Il compito dei media è gestire senza problemi il passaggio dall’indiscutibile certezza dello scorso anno (che la pandemia avesse un’origine animale) a un quadro più titubante e confuso che include la possibilità di un intervento umano, ma molto cinese, nell’origine del virus. Tutto ciò serve a non avvertire alcuna dissonanza cognitiva, perché una teoria che gli esperti ci avevano assicurato essere impossibile fino a poche settimane fa diventa improvvisamente fin troppo possibile, anche se nel frattempo nulla è cambiato materialmente.

Ciò che è essenziale per le istituzioni politiche, mediatiche e scientifiche è che noi non riflettiamo su questioni più profonde:

  • Come è possibile che i media apparentemente scettici, discutibili e chiassosi abbiano parlato ancora una volta per lo più con una voce unica e acritica su una questione così vitale – in questo caso, per più di un anno, sulle origini del Covid?
  • Perché quel consenso dei media è stato interrotto non da una grande organizzazione mediatica dotata di grandi risorse, ma da un solitario ex giornalista scientifico che lavora in modo indipendente e pubblica su una rivista scientifica relativamente oscura?
  • Perché i tanti eminenti scienziati che ora sono pronti a mettere in discussione la narrativa imposta sull’origine animale del Covid sono rimasti in silenzio per così tanto tempo sull’ipotesi apparentemente altrettanto credibile di una fuga di laboratorio?
  • E, soprattutto, perché dovremmo credere che le istituzioni politiche, mediatiche e scientifiche abbiano in questa occasione un qualche interesse a dirci la verità, o ad assicurare il nostro benessere, dopo aver dimostrato di aver ripetutamente mentito o essere rimasti in silenzio su questioni ancora più gravi? E su periodi molto più lunghi, come le varie catastrofi ecologiche che incombono dagli anni ’50?

Interessi di classe

Queste domande, per non parlare delle risposte, saranno accuratamente evitate da chiunque abbia bisogno di credere che i nostri governanti siano competenti e morali e perseguano il bene pubblico piuttosto che i propri interessi individuali, ristretti, egoistici – o quelli della loro classe o gruppo professionale.
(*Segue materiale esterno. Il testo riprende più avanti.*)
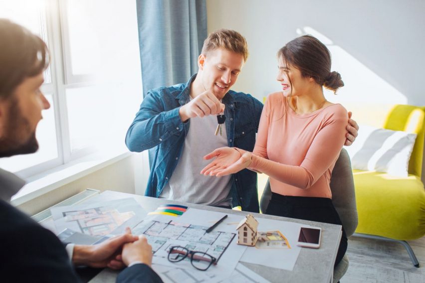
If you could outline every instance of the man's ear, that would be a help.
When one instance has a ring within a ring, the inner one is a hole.
[[[205,55],[202,54],[198,57],[198,66],[200,70],[204,69],[204,66],[205,64]]]
[[[6,123],[4,120],[6,119],[6,107],[8,106],[5,100],[0,98],[0,138],[2,137],[3,125]]]

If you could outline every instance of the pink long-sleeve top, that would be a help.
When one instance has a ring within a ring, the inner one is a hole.
[[[340,104],[299,115],[281,93],[271,94],[249,168],[268,175],[273,192],[331,198],[331,174],[346,140],[348,119]]]

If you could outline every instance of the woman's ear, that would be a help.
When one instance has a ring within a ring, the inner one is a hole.
[[[198,66],[199,67],[200,70],[204,69],[204,66],[205,64],[205,55],[203,54],[199,55],[199,57],[198,57]]]

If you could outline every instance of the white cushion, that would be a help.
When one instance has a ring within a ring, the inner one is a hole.
[[[416,136],[406,132],[361,125],[356,141],[345,149],[353,169],[407,177]]]

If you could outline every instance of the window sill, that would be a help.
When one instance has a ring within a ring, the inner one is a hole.
[[[91,154],[26,179],[27,183],[12,197],[11,203],[19,205],[82,178],[132,154],[121,151],[107,156]]]

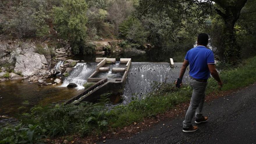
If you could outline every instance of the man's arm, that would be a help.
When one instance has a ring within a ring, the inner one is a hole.
[[[222,85],[223,85],[223,83],[222,83],[221,80],[221,79],[220,76],[219,76],[219,74],[216,69],[215,65],[211,64],[209,64],[208,65],[209,70],[210,71],[210,72],[211,73],[212,77],[218,81],[218,84],[220,85],[220,87],[222,87]]]
[[[187,61],[184,60],[184,61],[183,62],[183,64],[182,65],[182,66],[181,67],[181,68],[180,69],[179,76],[179,78],[182,79],[184,74],[185,73],[185,72],[186,71],[186,69],[187,68],[187,67],[189,66],[189,62]]]

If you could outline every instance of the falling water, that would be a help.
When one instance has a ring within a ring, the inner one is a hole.
[[[64,61],[59,61],[58,62],[58,63],[55,65],[55,66],[54,67],[54,68],[56,69],[57,72],[61,72],[61,69],[60,67],[61,65],[62,65],[63,64],[63,63],[64,62]]]
[[[179,77],[182,63],[175,63],[175,65],[172,68],[167,63],[132,63],[124,90],[124,102],[129,102],[135,96],[141,98],[150,92],[154,81],[166,80],[166,83],[174,83]],[[184,83],[188,78],[188,71],[184,75]]]
[[[69,74],[63,81],[62,86],[66,86],[72,83],[78,85],[79,88],[83,88],[83,84],[87,82],[87,79],[95,70],[97,63],[78,63]]]

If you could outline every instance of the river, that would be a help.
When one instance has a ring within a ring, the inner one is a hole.
[[[173,58],[176,62],[182,62],[185,54],[184,53],[176,52],[166,54],[161,50],[153,50],[147,51],[144,54],[136,56],[115,53],[105,55],[77,56],[71,58],[75,60],[83,60],[86,63],[78,63],[69,76],[65,79],[63,84],[61,85],[41,87],[38,85],[36,83],[29,84],[26,80],[22,81],[0,83],[0,115],[13,116],[16,113],[28,112],[30,108],[35,105],[44,105],[61,103],[75,96],[82,91],[82,84],[87,81],[87,78],[95,70],[97,65],[95,62],[96,57],[115,58],[117,61],[119,61],[120,58],[131,58],[133,62],[130,72],[131,72],[129,74],[130,75],[127,79],[129,83],[126,85],[124,96],[125,100],[129,102],[130,99],[129,97],[134,93],[141,92],[139,93],[144,94],[150,91],[150,87],[148,86],[154,81],[163,81],[165,79],[170,77],[167,82],[172,82],[176,77],[171,78],[170,74],[177,74],[176,73],[178,72],[179,66],[175,67],[175,70],[170,70],[169,65],[169,58]],[[139,62],[147,63],[134,63]],[[139,67],[142,69],[140,72],[137,72],[136,74],[135,72],[133,72],[137,70],[136,69]],[[161,70],[158,70],[159,68]],[[113,78],[122,76],[122,75],[118,74],[116,75],[109,73],[103,73],[101,75],[96,77],[106,76],[109,78]],[[137,78],[135,77],[136,76],[138,77]],[[141,83],[138,84],[140,81]],[[134,82],[136,83],[132,83]],[[77,83],[79,86],[77,88],[68,88],[67,85],[70,82]],[[147,86],[143,88],[143,84],[146,84]],[[131,88],[131,85],[134,87]],[[129,90],[131,89],[135,91],[131,91]],[[139,92],[141,89],[142,90],[142,91]]]

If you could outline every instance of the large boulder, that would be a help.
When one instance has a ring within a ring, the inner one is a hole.
[[[23,79],[23,77],[18,74],[11,72],[10,73],[10,78],[12,80],[19,80]]]
[[[38,72],[39,70],[47,69],[47,64],[43,55],[27,51],[17,56],[14,71],[21,72],[23,75],[28,77]]]
[[[77,85],[74,83],[70,83],[68,85],[67,85],[68,88],[76,88],[77,87]]]
[[[56,79],[54,80],[54,82],[59,84],[61,83],[61,80],[59,79]]]

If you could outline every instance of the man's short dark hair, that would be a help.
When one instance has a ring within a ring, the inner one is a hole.
[[[209,39],[209,36],[208,35],[205,33],[201,33],[197,37],[197,43],[198,44],[204,45],[207,45]]]

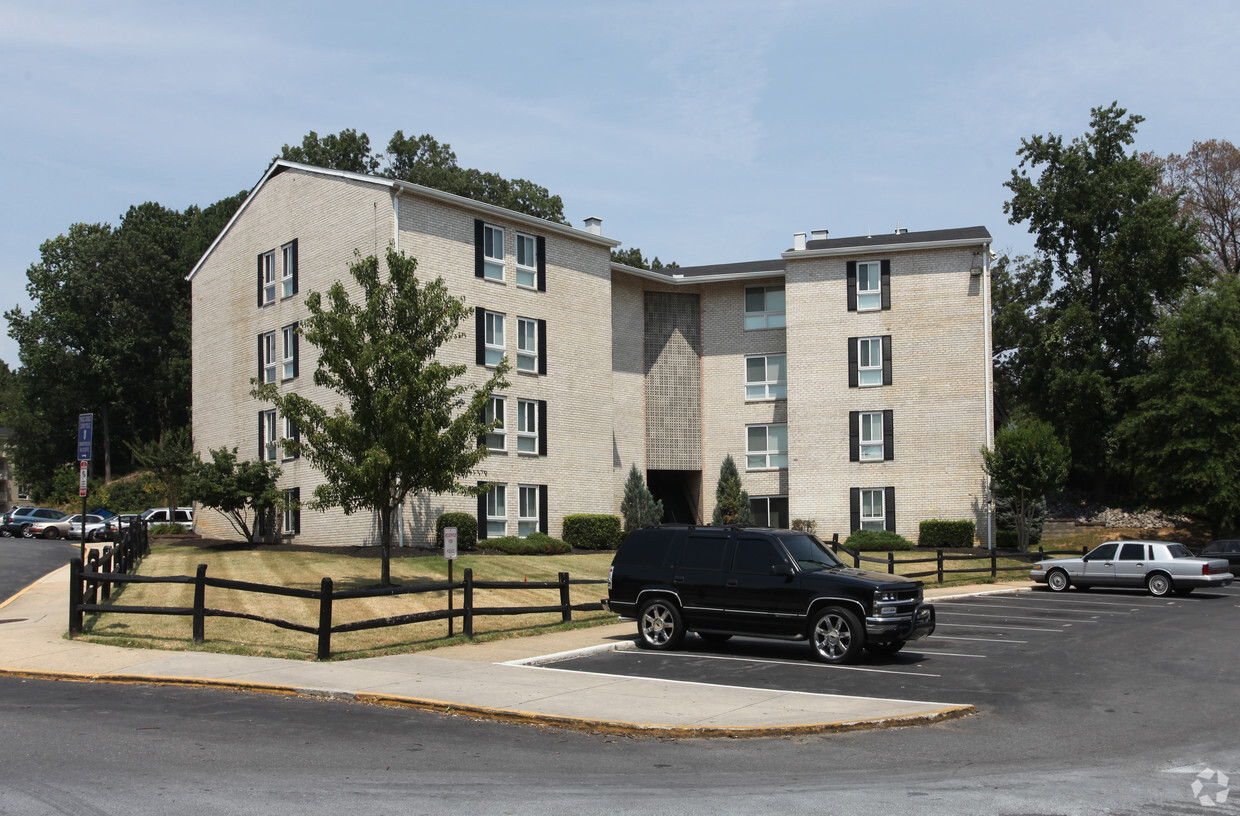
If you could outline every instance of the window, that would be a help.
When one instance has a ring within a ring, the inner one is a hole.
[[[260,461],[275,461],[278,439],[275,434],[275,410],[260,410],[258,413],[258,459]]]
[[[892,384],[892,336],[848,339],[848,387]]]
[[[482,422],[491,424],[497,423],[495,428],[486,433],[486,448],[487,450],[506,450],[507,449],[507,429],[505,428],[505,417],[507,414],[507,398],[505,397],[491,397],[486,402],[486,408],[482,413]]]
[[[538,403],[533,399],[517,401],[517,453],[538,453]]]
[[[517,536],[525,538],[538,532],[538,486],[517,487]]]
[[[787,355],[745,357],[745,399],[787,397]]]
[[[298,293],[298,242],[294,239],[280,247],[283,270],[280,283],[283,284],[281,298],[291,298]]]
[[[487,366],[498,366],[503,360],[503,315],[497,311],[486,313],[485,336],[482,341],[486,347],[485,362]]]
[[[538,322],[517,317],[517,371],[538,371]]]
[[[836,303],[839,303],[838,300]],[[877,262],[857,264],[857,311],[883,308],[883,279]]]
[[[538,243],[533,236],[517,233],[517,285],[534,289],[538,285]]]
[[[258,336],[258,381],[275,382],[275,332]]]
[[[258,257],[258,305],[275,303],[275,251]]]
[[[507,485],[491,485],[491,490],[486,492],[486,537],[502,538],[507,534]]]
[[[854,531],[895,530],[895,487],[853,487],[848,494]]]
[[[749,470],[787,468],[787,425],[746,427],[745,456]]]
[[[482,224],[482,277],[503,280],[503,227]]]
[[[298,324],[285,326],[280,335],[284,345],[284,378],[293,379],[298,376]]]
[[[295,536],[301,532],[301,489],[284,491],[284,532]]]
[[[745,329],[784,326],[784,286],[745,288]]]
[[[750,496],[755,527],[787,527],[787,496]]]

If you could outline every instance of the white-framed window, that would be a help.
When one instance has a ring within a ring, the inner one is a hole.
[[[275,332],[263,335],[263,382],[275,382]]]
[[[517,317],[517,371],[538,371],[538,321]]]
[[[498,366],[503,360],[503,315],[489,311],[485,316],[482,345],[486,350],[486,365]]]
[[[745,286],[745,329],[780,329],[784,322],[784,286]]]
[[[887,530],[887,512],[883,507],[882,487],[861,489],[861,528]]]
[[[293,379],[298,376],[298,327],[296,324],[280,330],[284,345],[284,378]]]
[[[259,438],[262,440],[263,461],[277,461],[277,456],[279,456],[278,433],[275,409],[259,413]]]
[[[749,470],[787,468],[787,425],[746,425],[745,461]]]
[[[517,285],[534,289],[538,285],[537,242],[533,236],[517,233]]]
[[[503,280],[503,227],[482,224],[482,277]]]
[[[883,308],[883,272],[877,260],[857,264],[857,311]]]
[[[533,399],[517,401],[517,453],[538,453],[538,403]]]
[[[787,355],[745,357],[745,399],[787,398]]]
[[[538,485],[517,486],[517,534],[538,532]]]
[[[503,538],[508,534],[508,487],[491,485],[486,492],[486,537]]]
[[[486,401],[486,412],[482,418],[487,424],[492,422],[498,422],[495,428],[486,433],[486,448],[487,450],[507,450],[508,446],[508,429],[507,429],[507,413],[508,413],[508,399],[506,397],[492,396]]]
[[[862,412],[857,422],[861,460],[883,461],[883,412]]]
[[[263,268],[263,304],[275,303],[275,251],[264,252],[259,262]]]
[[[283,260],[283,269],[280,275],[281,283],[281,298],[291,298],[298,291],[296,284],[296,269],[298,269],[298,253],[291,243],[286,243],[280,247],[280,259]]]
[[[857,384],[883,384],[883,339],[857,339]]]

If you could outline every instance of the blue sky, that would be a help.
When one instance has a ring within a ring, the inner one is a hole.
[[[449,143],[682,265],[1003,215],[1021,139],[1117,100],[1137,148],[1240,141],[1234,0],[0,0],[0,305],[38,246],[206,206],[310,130]],[[19,363],[5,332],[0,358]]]

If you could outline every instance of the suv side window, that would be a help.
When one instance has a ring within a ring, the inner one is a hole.
[[[723,569],[723,551],[728,546],[725,536],[689,536],[681,556],[682,569]]]
[[[771,567],[786,567],[787,562],[774,543],[765,538],[742,538],[737,542],[737,554],[732,559],[732,572],[769,575]]]

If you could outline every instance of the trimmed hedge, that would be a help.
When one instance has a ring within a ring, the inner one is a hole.
[[[971,521],[928,518],[918,527],[918,547],[960,549],[973,546],[976,528]]]
[[[615,549],[624,538],[619,516],[577,513],[564,516],[564,541],[578,549]]]
[[[444,548],[444,527],[456,528],[458,552],[477,549],[477,518],[470,513],[446,512],[435,520],[435,546]]]
[[[862,552],[890,552],[894,549],[913,549],[914,544],[904,536],[890,530],[858,530],[844,542],[848,549]]]
[[[573,548],[559,538],[552,538],[546,533],[529,533],[525,538],[516,536],[503,536],[502,538],[487,538],[487,549],[498,549],[508,556],[558,556],[573,552]]]

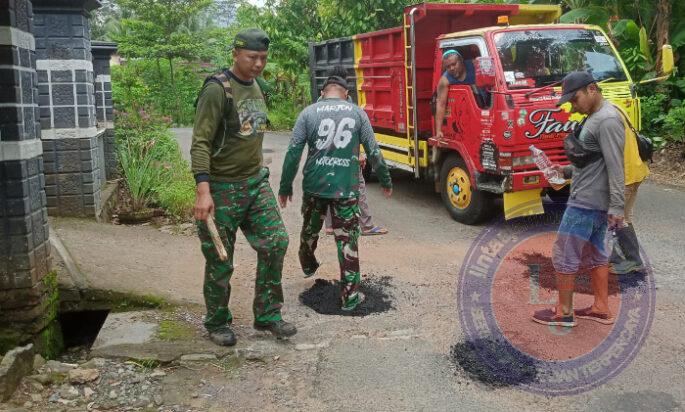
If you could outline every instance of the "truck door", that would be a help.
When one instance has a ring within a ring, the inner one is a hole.
[[[475,82],[473,61],[476,57],[488,55],[485,41],[480,37],[444,40],[440,43],[438,64],[442,65],[441,56],[450,49],[458,51],[463,58],[467,71],[465,81],[471,83],[473,80]],[[436,68],[440,69],[436,72],[444,73],[441,66],[436,66]],[[439,76],[436,77],[436,85],[439,79]],[[443,122],[445,139],[460,141],[468,147],[474,146],[477,151],[481,130],[484,126],[489,127],[487,124],[482,124],[481,118],[484,114],[483,111],[489,111],[490,100],[489,93],[485,90],[479,90],[474,84],[450,85]],[[489,113],[485,117],[489,117]]]

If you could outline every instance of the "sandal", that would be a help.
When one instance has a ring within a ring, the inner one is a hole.
[[[380,226],[374,226],[370,229],[362,229],[362,236],[385,235],[388,229]]]

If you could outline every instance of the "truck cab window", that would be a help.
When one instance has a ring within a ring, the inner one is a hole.
[[[473,92],[473,97],[476,100],[476,104],[481,109],[486,109],[490,107],[490,91],[483,88],[476,87],[476,73],[474,68],[474,59],[481,56],[480,48],[477,44],[464,44],[457,47],[446,47],[443,49],[443,55],[448,50],[455,50],[463,59],[464,72],[466,73],[462,82],[453,81],[453,77],[448,73],[448,80],[450,80],[450,85],[454,84],[466,84],[471,87]],[[445,67],[445,60],[443,60],[443,73],[447,73],[447,67]]]

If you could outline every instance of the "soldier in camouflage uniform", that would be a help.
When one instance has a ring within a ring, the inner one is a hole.
[[[205,328],[223,346],[236,343],[228,302],[238,228],[257,251],[254,327],[277,337],[297,332],[281,318],[288,233],[269,186],[269,170],[262,165],[266,105],[255,78],[266,65],[269,38],[262,30],[247,29],[236,35],[233,46],[231,69],[208,77],[200,91],[190,149],[197,182],[195,218],[206,260]],[[228,252],[226,262],[207,230],[210,214]]]
[[[304,109],[297,118],[283,162],[278,193],[281,207],[292,200],[292,183],[305,144],[309,146],[304,166],[300,263],[305,277],[319,267],[314,252],[319,231],[330,207],[333,233],[338,247],[342,309],[354,310],[364,299],[358,291],[359,273],[359,145],[364,146],[381,188],[392,194],[388,167],[374,138],[366,113],[347,101],[344,71],[335,69],[324,83],[322,99]]]

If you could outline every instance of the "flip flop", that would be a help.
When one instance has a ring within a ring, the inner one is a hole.
[[[380,226],[374,226],[371,229],[362,230],[362,236],[385,235],[387,233],[388,229]]]

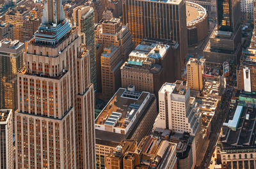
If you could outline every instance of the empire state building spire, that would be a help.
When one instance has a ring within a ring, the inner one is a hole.
[[[35,34],[35,43],[56,45],[72,29],[65,18],[61,0],[46,0],[42,24]]]
[[[44,4],[42,24],[58,24],[65,19],[61,0],[47,0]]]

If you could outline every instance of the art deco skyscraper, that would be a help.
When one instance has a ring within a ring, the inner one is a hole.
[[[239,0],[217,0],[218,25],[204,50],[209,62],[222,64],[239,60],[242,52]]]
[[[95,168],[93,85],[89,52],[47,0],[18,74],[16,168]]]
[[[177,59],[183,66],[188,54],[184,0],[123,0],[123,15],[124,24],[128,23],[136,46],[144,38],[179,42],[180,58]]]
[[[190,58],[187,63],[187,85],[191,89],[202,91],[205,59]]]
[[[94,10],[92,7],[79,6],[73,10],[73,22],[79,33],[84,33],[84,42],[90,50],[91,82],[97,89],[96,48],[94,33]],[[82,39],[83,40],[83,39]]]

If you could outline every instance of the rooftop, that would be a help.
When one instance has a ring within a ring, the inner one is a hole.
[[[182,1],[182,0],[143,0],[143,1],[156,2],[159,3],[168,3],[178,5]]]
[[[207,16],[205,8],[198,4],[192,2],[186,2],[186,11],[187,26],[193,26],[204,20]]]
[[[19,40],[12,41],[8,39],[3,39],[0,41],[0,51],[8,53],[17,54],[24,49],[24,43]]]
[[[152,94],[120,88],[95,120],[95,129],[126,135]]]
[[[169,93],[178,94],[180,95],[186,95],[189,87],[184,85],[182,81],[177,80],[175,83],[165,83],[160,89],[159,93]]]
[[[3,122],[7,121],[10,115],[12,113],[12,110],[11,109],[0,110],[0,124],[1,124]]]
[[[231,108],[222,127],[220,141],[223,151],[256,148],[255,108],[248,105]]]

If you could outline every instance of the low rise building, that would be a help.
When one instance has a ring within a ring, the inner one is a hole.
[[[154,135],[124,140],[106,158],[106,168],[176,169],[177,144]]]
[[[140,142],[148,134],[157,115],[153,94],[120,88],[95,120],[98,168],[105,168],[106,157],[122,140]]]
[[[120,68],[122,87],[132,84],[137,91],[157,96],[163,84],[174,82],[180,75],[173,62],[179,50],[175,41],[143,40]]]
[[[239,62],[242,52],[241,26],[236,31],[221,31],[216,26],[204,50],[204,55],[209,62]]]
[[[251,93],[256,92],[256,49],[243,52],[240,66],[236,71],[237,89]]]

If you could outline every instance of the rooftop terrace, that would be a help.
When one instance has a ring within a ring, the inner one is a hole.
[[[0,124],[1,122],[6,121],[11,112],[11,109],[0,110]]]
[[[120,88],[95,120],[95,129],[125,135],[140,116],[149,92]]]

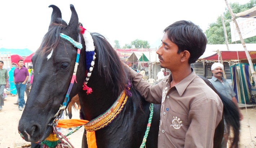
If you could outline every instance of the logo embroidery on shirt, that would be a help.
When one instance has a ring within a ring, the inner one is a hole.
[[[172,120],[172,124],[171,125],[171,127],[172,126],[175,129],[179,129],[181,126],[184,126],[183,125],[180,124],[182,123],[182,121],[180,121],[180,118],[177,119],[177,117],[174,117],[173,116],[173,119]]]

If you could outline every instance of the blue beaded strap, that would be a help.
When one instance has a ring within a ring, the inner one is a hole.
[[[80,49],[81,49],[82,48],[83,48],[83,46],[82,45],[82,44],[81,43],[79,43],[79,42],[78,42],[75,41],[73,39],[71,38],[71,37],[70,37],[69,36],[65,35],[62,33],[61,33],[60,34],[60,35],[61,36],[61,37],[63,38],[63,39],[64,39],[66,40],[67,40],[69,41],[72,44],[73,44],[74,46],[75,46],[75,47],[78,48],[79,48]]]

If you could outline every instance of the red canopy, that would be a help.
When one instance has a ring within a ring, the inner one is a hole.
[[[26,58],[25,58],[25,60],[24,60],[24,63],[32,62],[32,61],[31,60],[31,59],[32,58],[32,57],[34,55],[34,53],[33,53],[30,55],[26,57]]]
[[[223,60],[240,60],[243,59],[247,59],[247,57],[244,51],[222,51],[221,52],[221,57]],[[237,57],[237,53],[238,54],[238,57]],[[256,58],[256,51],[250,51],[249,53],[252,59]],[[212,55],[204,58],[203,59],[218,60],[219,55],[217,53]]]
[[[23,58],[22,57],[18,54],[13,54],[11,55],[11,63],[14,63],[18,64],[18,62],[19,60],[22,59],[24,61]]]

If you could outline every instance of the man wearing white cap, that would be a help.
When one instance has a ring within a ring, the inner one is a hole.
[[[164,68],[161,68],[160,71],[157,73],[157,80],[160,81],[164,77]]]
[[[212,83],[218,92],[227,97],[231,100],[235,104],[239,111],[240,121],[243,118],[243,115],[240,112],[237,102],[235,98],[236,94],[227,82],[226,79],[222,77],[222,71],[224,69],[223,65],[220,63],[215,63],[212,66],[211,68],[213,76],[210,81]],[[225,117],[224,117],[225,118]],[[224,135],[221,143],[221,148],[226,148],[227,143],[229,135],[230,126],[227,125],[224,120]]]

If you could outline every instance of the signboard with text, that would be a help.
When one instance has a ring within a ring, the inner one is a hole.
[[[239,18],[236,19],[243,39],[256,36],[256,19]],[[239,35],[233,21],[230,22],[232,42],[240,40]]]

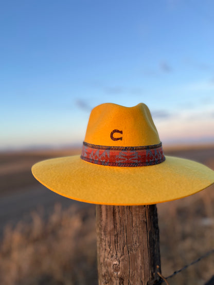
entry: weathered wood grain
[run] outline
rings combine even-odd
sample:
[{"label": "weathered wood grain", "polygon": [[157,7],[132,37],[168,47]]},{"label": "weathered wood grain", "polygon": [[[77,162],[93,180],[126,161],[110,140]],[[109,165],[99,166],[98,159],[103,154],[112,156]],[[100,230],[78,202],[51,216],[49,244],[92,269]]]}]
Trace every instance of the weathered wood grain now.
[{"label": "weathered wood grain", "polygon": [[99,285],[154,284],[160,272],[156,205],[96,207]]}]

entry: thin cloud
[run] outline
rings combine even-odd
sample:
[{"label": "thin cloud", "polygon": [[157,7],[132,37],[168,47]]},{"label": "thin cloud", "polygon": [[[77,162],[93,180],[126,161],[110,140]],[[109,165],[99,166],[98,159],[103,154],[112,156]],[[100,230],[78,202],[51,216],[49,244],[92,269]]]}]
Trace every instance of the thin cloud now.
[{"label": "thin cloud", "polygon": [[173,115],[165,110],[156,110],[151,112],[152,116],[154,119],[168,119]]},{"label": "thin cloud", "polygon": [[108,94],[121,94],[124,93],[124,88],[120,86],[105,87],[104,90]]},{"label": "thin cloud", "polygon": [[108,86],[104,87],[105,93],[110,95],[129,94],[141,95],[143,90],[141,87],[124,87],[121,86]]}]

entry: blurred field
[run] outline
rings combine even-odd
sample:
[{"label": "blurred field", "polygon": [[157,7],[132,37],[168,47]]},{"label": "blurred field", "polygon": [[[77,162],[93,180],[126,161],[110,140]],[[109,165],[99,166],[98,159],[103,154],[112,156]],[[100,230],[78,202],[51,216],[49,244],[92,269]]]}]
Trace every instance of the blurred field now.
[{"label": "blurred field", "polygon": [[[67,149],[0,154],[0,202],[9,198],[13,201],[15,197],[20,204],[20,207],[16,205],[17,211],[14,216],[11,215],[8,221],[5,217],[2,223],[4,236],[0,243],[0,284],[97,283],[94,205],[84,207],[84,203],[74,203],[66,198],[56,203],[57,200],[49,199],[50,196],[48,199],[52,207],[43,207],[41,196],[38,204],[40,199],[41,206],[30,207],[31,200],[37,197],[33,187],[38,185],[31,174],[32,164],[79,151]],[[168,148],[165,152],[202,162],[214,169],[214,146]],[[213,189],[212,185],[192,196],[157,205],[164,276],[214,248]],[[29,219],[25,220],[21,210],[19,214],[19,209],[22,209],[24,203],[22,198],[18,198],[27,195]],[[11,204],[8,202],[7,207],[12,212],[14,201]],[[15,223],[11,224],[13,219]],[[7,222],[11,225],[5,226]],[[170,285],[204,284],[214,274],[213,268],[212,254],[168,281]]]}]

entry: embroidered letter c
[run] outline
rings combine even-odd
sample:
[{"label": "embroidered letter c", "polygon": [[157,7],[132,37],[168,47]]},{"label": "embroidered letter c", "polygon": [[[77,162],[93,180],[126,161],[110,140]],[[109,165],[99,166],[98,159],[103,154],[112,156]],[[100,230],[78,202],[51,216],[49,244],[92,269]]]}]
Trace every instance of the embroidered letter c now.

Gli scienziati si rimettono servilmente all’establishment scientifico perché quello stesso establishment sovrintende a un sistema in cui gli scienziati sono ricompensati con finanziamenti per la ricerca, opportunità di lavoro e promozioni. E perché gli scienziati non hanno un grande interesse a mettere in discussione o esporre i fallimenti della propria comunità professionale o ad aumentare lo scetticismo del pubblico nei confronti della scienza e degli scienziati.

Allo stesso modo, i giornalisti lavorano per una manciata di grandi media di proprietà di miliardari che vogliono mantenere la fiducia del pubblico nella “benevolenza” delle strutture di potere che premiano i miliardari per il loro presunto genio e la loro capacità di migliorare la vita del resto di noi. I mainstream non hanno interesse a incoraggiare il pubblico a chiedersi se possono davvero operare come un canale neutrale che convoglia le informazioni alla gente comune piuttosto che preservare uno status quo che avvantaggia una piccola e ricca élite.

E i politici hanno tutte le ragioni per continuare a persuaderci che rappresentano i nostri interessi piuttosto che quelli dei donatori miliardari, le cui società e i cui media possono facilmente distruggere le loro carriere.

Abbiamo a che fare qui con un insieme di classi professionali che fanno tutto ciò che è in loro potere per preservare i propri interessi e gli interessi del sistema che li ricompensa. E ciò richiede strenui sforzi da parte loro per assicurarsi che non comprendiamo che la politica è guidata principalmente dall’avidità e dalla brama di potere, non dal bene comune o dalla preoccupazione per la verità e la trasparenza.

Ecco perché non si apprenderanno lezioni significative su ciò che è realmente accaduto a Wuhan. Mantenere l’illusione della verità continuerà ad avere la priorità sulla scoperta della verità. Ed è per questo motivo che siamo condannati a ripetere in eterno gli stessi errori. Come dimostrerà senza dubbio la prossima pandemia.